Supporting information
S1 Fig. Treatment with rIL-6 and sIL-6R in uninfected endothelial cells causes increased CCL2 secretion.
Levels of CCL2 in supernatants of uninfected and infected HUVECs treated with sIL-6R and/or rIL-6, or left untreated (n=3, except n=2 for 125 ng/ml). Symbols depict mean and error bars indicate SD. Two-way ANOVA followed by Dunnet’s or Šídák’s multiple comparison test. Black asterisks indicate significance when comparing PUUV to uninfected. Red asterisks indicate significance when comparing each sIL-6R-treated conditions of PUUV-infected cells with untreated PUUV-infected cells. *, p<0.05; **, p<0.01; ***, p<0.001, ****, p<0.0001.
https://doi.org/10.1371/journal.ppat.1013042.s001
(TIF)
S2 Fig. sIL-6R treatment of ANDV-infected endothelial cells, but not of uninfected control cells, causes increased IL-6 secretion.
Levels of IL-6 in supernatants of ANDV-infected and uninfected HUVECs treated with sIL-6R (250 or 500 ng/ml) or left untreated (n=2; data shown represent the mean value).
https://doi.org/10.1371/journal.ppat.1013042.s002
(TIF)
S3 Fig.

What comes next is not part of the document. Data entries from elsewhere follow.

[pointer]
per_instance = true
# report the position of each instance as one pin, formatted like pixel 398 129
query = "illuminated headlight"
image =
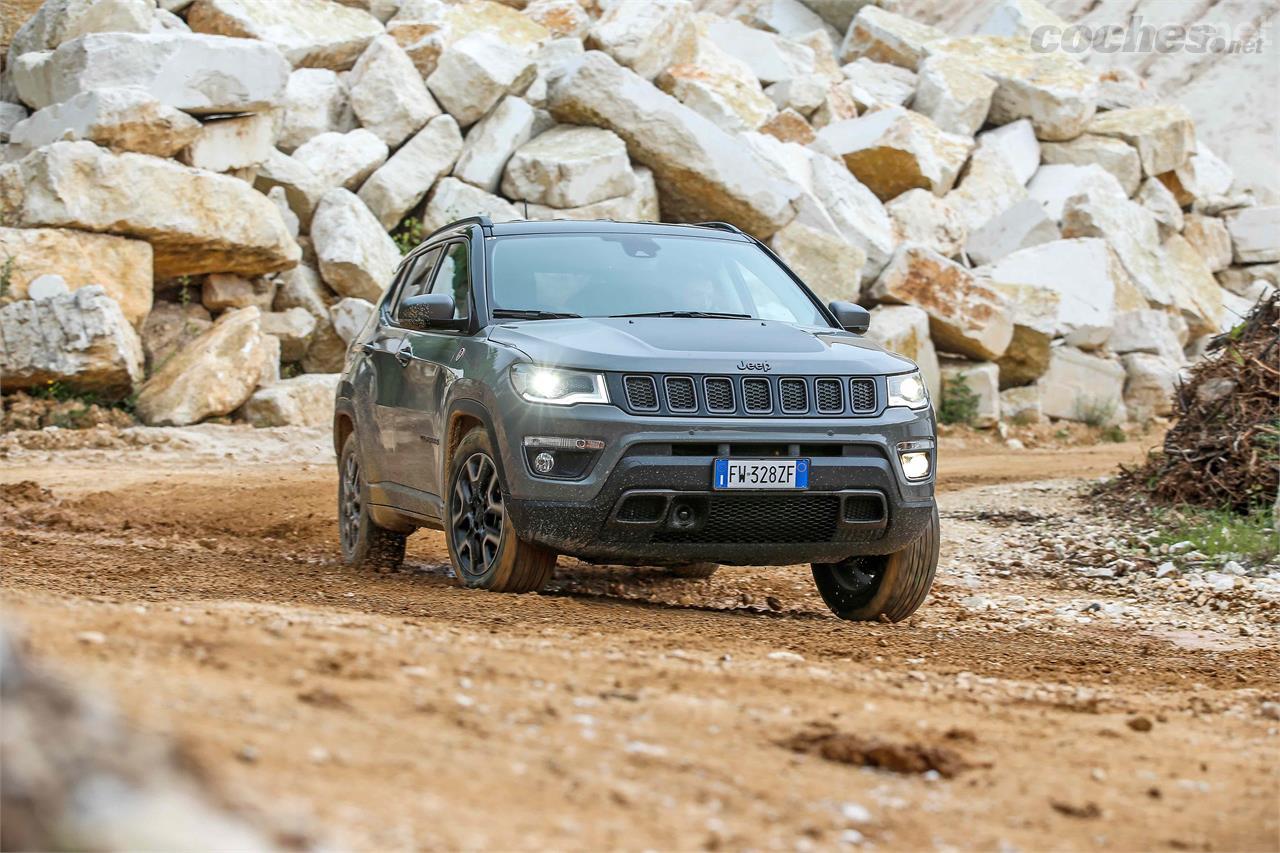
pixel 915 460
pixel 908 389
pixel 557 386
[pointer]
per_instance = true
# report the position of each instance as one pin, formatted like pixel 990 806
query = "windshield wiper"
pixel 533 314
pixel 693 314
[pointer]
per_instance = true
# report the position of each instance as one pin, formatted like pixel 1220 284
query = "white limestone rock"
pixel 493 140
pixel 644 35
pixel 1083 387
pixel 342 159
pixel 388 94
pixel 954 94
pixel 965 316
pixel 570 167
pixel 301 401
pixel 1116 156
pixel 355 254
pixel 195 73
pixel 231 144
pixel 81 340
pixel 311 33
pixel 405 179
pixel 196 222
pixel 211 377
pixel 1255 235
pixel 1023 226
pixel 702 172
pixel 474 73
pixel 982 379
pixel 453 199
pixel 122 119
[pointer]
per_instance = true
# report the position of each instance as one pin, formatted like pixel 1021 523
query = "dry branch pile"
pixel 1224 451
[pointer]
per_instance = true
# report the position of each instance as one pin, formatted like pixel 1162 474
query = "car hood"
pixel 695 345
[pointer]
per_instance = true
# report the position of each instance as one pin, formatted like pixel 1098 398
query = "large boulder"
pixel 214 375
pixel 186 71
pixel 311 33
pixel 1164 135
pixel 1052 90
pixel 474 73
pixel 120 267
pixel 301 401
pixel 965 316
pixel 905 329
pixel 1116 156
pixel 356 256
pixel 493 140
pixel 644 35
pixel 1255 235
pixel 123 119
pixel 1083 387
pixel 887 37
pixel 388 94
pixel 80 340
pixel 342 159
pixel 702 172
pixel 954 94
pixel 196 222
pixel 570 167
pixel 405 179
pixel 315 103
pixel 894 150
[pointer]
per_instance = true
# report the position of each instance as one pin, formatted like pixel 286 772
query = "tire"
pixel 880 588
pixel 364 543
pixel 483 544
pixel 694 570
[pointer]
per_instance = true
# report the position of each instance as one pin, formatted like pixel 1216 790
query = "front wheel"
pixel 483 542
pixel 887 585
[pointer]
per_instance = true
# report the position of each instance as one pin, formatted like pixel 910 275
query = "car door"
pixel 428 374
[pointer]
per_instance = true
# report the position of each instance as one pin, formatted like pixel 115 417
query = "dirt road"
pixel 625 710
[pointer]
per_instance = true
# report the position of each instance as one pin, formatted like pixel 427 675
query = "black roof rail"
pixel 722 226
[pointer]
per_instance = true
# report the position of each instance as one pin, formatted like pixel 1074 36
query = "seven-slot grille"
pixel 752 396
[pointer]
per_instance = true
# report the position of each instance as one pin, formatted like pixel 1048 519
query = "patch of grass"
pixel 1220 533
pixel 408 235
pixel 959 404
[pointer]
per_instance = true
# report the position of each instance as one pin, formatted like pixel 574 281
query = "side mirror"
pixel 425 311
pixel 851 318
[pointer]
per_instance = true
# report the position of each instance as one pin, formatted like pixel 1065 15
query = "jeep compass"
pixel 632 393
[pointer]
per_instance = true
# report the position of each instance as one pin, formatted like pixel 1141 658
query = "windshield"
pixel 630 274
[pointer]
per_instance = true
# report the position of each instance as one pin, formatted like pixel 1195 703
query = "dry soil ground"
pixel 199 583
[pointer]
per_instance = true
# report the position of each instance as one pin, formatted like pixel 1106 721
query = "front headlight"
pixel 908 389
pixel 557 386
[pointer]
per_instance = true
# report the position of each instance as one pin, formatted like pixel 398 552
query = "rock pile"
pixel 1054 243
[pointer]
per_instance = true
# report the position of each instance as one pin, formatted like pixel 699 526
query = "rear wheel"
pixel 887 585
pixel 483 543
pixel 364 543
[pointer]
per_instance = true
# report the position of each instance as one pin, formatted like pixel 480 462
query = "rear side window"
pixel 453 277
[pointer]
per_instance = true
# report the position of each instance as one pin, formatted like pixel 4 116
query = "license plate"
pixel 760 474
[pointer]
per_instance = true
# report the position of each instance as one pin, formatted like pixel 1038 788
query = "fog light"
pixel 544 463
pixel 915 466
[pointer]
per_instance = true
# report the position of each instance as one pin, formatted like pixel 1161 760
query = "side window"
pixel 453 277
pixel 419 278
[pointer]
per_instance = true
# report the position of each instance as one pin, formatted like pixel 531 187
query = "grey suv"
pixel 632 393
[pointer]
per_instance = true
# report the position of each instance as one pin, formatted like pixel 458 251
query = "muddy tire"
pixel 694 570
pixel 888 587
pixel 364 543
pixel 483 544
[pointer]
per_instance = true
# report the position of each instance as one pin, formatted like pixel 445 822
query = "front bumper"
pixel 648 497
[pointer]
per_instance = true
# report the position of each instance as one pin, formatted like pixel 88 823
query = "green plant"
pixel 1096 413
pixel 959 402
pixel 408 235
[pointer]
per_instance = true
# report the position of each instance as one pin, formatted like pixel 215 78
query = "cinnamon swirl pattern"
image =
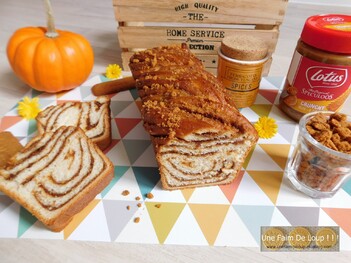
pixel 92 117
pixel 199 137
pixel 56 175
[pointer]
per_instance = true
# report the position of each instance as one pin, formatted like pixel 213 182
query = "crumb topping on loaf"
pixel 200 138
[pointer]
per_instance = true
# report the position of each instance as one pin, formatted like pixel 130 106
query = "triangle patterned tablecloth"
pixel 229 215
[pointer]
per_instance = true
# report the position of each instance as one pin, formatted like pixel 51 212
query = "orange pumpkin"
pixel 50 60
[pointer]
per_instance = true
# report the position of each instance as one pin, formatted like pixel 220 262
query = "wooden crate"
pixel 201 24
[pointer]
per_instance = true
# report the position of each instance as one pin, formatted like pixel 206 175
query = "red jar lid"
pixel 328 32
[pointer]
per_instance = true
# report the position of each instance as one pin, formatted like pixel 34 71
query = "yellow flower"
pixel 266 127
pixel 113 71
pixel 28 108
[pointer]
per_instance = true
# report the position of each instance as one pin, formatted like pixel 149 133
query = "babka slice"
pixel 93 117
pixel 199 137
pixel 56 175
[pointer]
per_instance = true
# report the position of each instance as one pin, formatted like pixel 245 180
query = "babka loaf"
pixel 199 137
pixel 56 175
pixel 93 117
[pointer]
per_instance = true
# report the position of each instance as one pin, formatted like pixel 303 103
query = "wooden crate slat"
pixel 210 62
pixel 192 11
pixel 199 40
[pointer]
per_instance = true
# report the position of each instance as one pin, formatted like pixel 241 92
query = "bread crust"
pixel 189 117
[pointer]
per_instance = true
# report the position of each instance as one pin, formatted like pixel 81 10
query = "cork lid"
pixel 244 47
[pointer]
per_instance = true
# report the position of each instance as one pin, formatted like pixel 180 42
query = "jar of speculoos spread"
pixel 319 77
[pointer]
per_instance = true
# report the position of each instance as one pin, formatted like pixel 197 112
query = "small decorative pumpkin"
pixel 50 60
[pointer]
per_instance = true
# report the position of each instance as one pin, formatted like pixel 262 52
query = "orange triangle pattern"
pixel 229 190
pixel 269 182
pixel 278 152
pixel 61 94
pixel 78 218
pixel 58 102
pixel 112 144
pixel 8 121
pixel 164 217
pixel 248 157
pixel 210 218
pixel 341 216
pixel 125 125
pixel 138 103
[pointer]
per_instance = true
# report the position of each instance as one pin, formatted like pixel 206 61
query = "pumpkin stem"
pixel 51 31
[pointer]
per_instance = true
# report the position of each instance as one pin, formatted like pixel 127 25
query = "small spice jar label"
pixel 240 64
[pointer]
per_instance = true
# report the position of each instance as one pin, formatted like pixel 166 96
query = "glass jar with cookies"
pixel 321 162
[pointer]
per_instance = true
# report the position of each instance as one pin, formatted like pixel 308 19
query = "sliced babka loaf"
pixel 56 175
pixel 199 137
pixel 93 117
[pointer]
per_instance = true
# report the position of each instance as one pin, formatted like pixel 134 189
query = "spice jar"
pixel 319 77
pixel 240 63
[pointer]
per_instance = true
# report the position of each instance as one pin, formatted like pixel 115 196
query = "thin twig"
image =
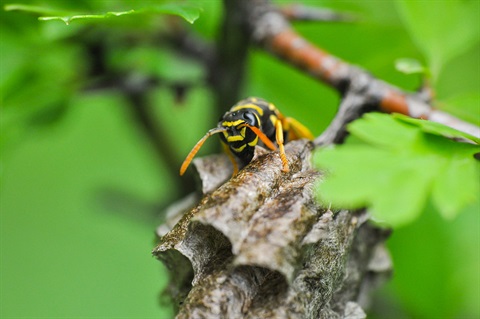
pixel 272 32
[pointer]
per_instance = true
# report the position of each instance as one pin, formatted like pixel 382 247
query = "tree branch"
pixel 272 32
pixel 259 246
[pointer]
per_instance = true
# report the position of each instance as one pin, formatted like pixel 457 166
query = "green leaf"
pixel 37 10
pixel 410 66
pixel 436 128
pixel 465 106
pixel 456 188
pixel 187 11
pixel 394 167
pixel 442 29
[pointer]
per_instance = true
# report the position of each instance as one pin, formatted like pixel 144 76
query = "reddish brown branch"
pixel 272 31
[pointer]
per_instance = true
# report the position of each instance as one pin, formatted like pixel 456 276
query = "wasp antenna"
pixel 262 137
pixel 197 147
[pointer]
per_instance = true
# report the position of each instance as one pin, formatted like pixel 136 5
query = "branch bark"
pixel 259 246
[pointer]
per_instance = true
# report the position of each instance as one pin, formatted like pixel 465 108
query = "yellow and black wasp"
pixel 246 123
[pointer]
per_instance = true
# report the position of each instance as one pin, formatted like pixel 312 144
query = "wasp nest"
pixel 259 245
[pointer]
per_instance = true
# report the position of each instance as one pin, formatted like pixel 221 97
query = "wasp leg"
pixel 296 129
pixel 197 147
pixel 279 137
pixel 232 158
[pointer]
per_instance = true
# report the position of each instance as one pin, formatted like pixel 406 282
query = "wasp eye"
pixel 249 118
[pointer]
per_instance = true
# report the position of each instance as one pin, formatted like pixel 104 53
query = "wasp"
pixel 250 122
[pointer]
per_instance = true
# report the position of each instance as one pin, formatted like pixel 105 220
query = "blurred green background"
pixel 82 189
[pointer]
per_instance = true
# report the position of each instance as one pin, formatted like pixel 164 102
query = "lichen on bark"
pixel 260 246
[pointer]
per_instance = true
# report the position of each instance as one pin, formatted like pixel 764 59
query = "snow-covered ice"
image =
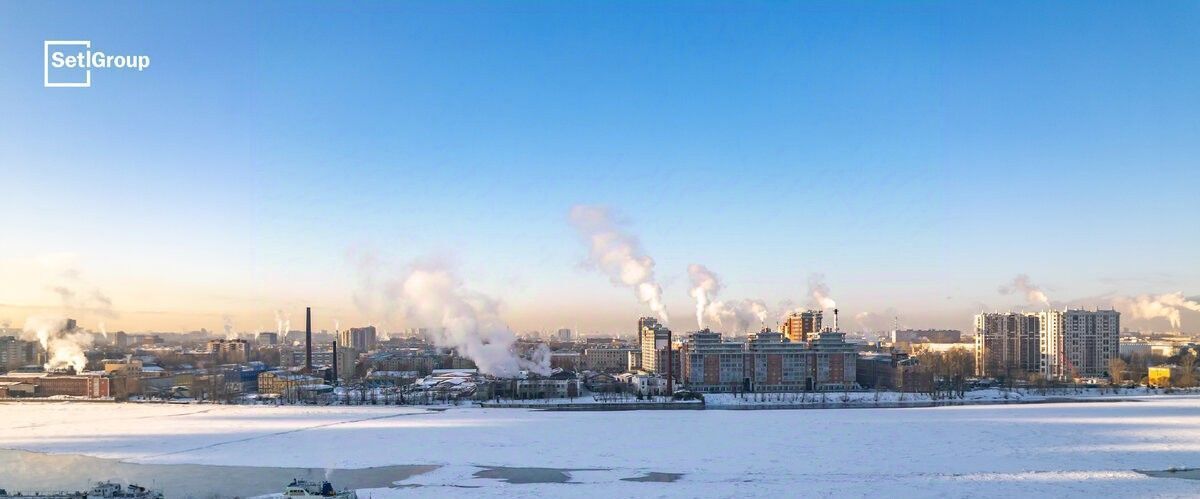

Treatment with rIL-6 and sIL-6R affects the endothelial cell barrier in uninfected endothelial cells.
Immunofluorescence images showing expression of DAPI (blue), virus (red), and VE-cadherin (green). Representative images of three independent experiments are shown.
https://doi.org/10.1371/journal.ppat.1013042.s003
(TIF)
S4 Fig. The plasma sIL-6R/sgp130 ratio is increased during acute HFRS.
Plasma levels of (A) IL-6, (B) sIL-6R, (C) IL-6:sIL-6R complex, and (D) sgp130 in acute and convalescent HFRS patients (n=28). (E) Ratio of plasma sIL-6R and sgp130 in HFRS patients (n=27). Wilcoxon signed-rank test. **, p<0.01; ****, p<0.0001.
https://doi.org/10.1371/journal.ppat.1013042.s004
(TIF)
Acknowledgments
We thank the patients and volunteers who contributed clinical material to this study.